CloudFormation stack failures. Occasionally, the generated CloudFormation fails to deploy. Check the CloudFormation Console to see the detailed error message. Common culprits include insufficient IAM permissions, invalid resource configurations (like an invalid CPU/memory combination for Fargate), or AWS service limits being reached.
Secrets not found. If your service fails to start and logs mention missing secrets, verify that the parameter exists in Systems Manager Parameter Store or Secrets Manager under the exact path specified in your manifest. Also ensure the ECS task execution role has permissions to read those secrets.
Image not found in ECR. If Copilot fails to push your image to ECR, verify that your Dockerfile builds successfully and that you have permissions to push to the ECR repository. Copilot automatically creates the repository on first use.
Networking and security group issues. If your service is unreachable from the internet, check that the environment’s Application Load Balancer security group permits inbound traffic on the relevant port, and that your service manifest specifies the correct port mapping.
Moving Forward with Copilot#
AWS Copilot transforms application deployment from a chore into a streamlined workflow. By providing a consistent abstraction layer across multiple environments and orchestration engines, it lets you focus on building great features rather than wrestling with infrastructure.
The manifest-driven approach pairs well with CI/CD automation.
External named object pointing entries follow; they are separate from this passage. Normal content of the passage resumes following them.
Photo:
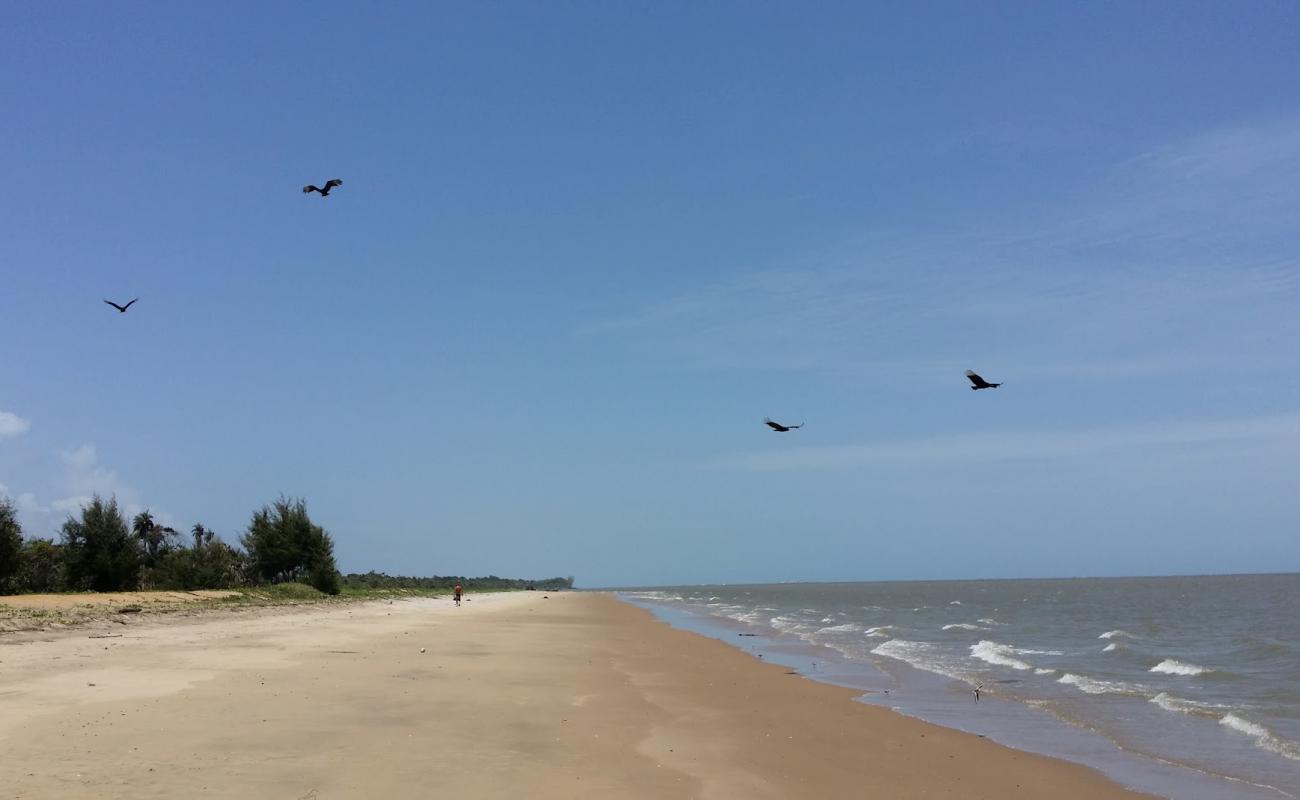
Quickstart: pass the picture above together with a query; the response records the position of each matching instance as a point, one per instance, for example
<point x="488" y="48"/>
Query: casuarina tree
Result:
<point x="285" y="544"/>
<point x="99" y="549"/>
<point x="11" y="546"/>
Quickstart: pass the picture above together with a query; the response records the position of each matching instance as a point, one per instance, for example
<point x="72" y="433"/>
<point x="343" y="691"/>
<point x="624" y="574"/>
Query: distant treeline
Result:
<point x="98" y="550"/>
<point x="380" y="580"/>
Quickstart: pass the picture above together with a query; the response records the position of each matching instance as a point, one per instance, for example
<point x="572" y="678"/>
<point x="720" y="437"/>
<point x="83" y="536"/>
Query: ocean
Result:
<point x="1186" y="687"/>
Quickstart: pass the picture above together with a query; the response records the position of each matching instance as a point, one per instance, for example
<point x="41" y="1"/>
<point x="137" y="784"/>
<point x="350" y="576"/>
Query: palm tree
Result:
<point x="202" y="536"/>
<point x="151" y="535"/>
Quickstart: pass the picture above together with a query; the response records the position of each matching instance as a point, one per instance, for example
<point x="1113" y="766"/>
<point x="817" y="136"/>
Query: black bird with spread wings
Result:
<point x="121" y="308"/>
<point x="779" y="427"/>
<point x="979" y="383"/>
<point x="329" y="186"/>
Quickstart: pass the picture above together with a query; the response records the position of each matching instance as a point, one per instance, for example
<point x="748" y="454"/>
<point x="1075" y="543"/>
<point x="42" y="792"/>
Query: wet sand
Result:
<point x="516" y="695"/>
Your pipeline can validate manifests, run tests, and trigger copilot svc deploy commands without ever touching the AWS Console or CloudFormation directly. Environment promotion becomes a matter of a single command, with full auditability through Git.
As your applications and teams grow, Copilot continues to scale. Add new services with copilot svc init, add new environments with copilot env init, and manage everything through familiar CLI commands and a single manifest structure. The patterns and practices described in this guide—inheritance, overrides, per-environment configuration—remain consistent regardless of how complex your application architecture becomes.
The next step is to run through the workflow yourself: initialize an app, create environments, deploy a service, and experiment with environment-specific overrides. The learning curve is gentle, and the value emerges quickly once you experience how much friction Copilot removes from the deployment process.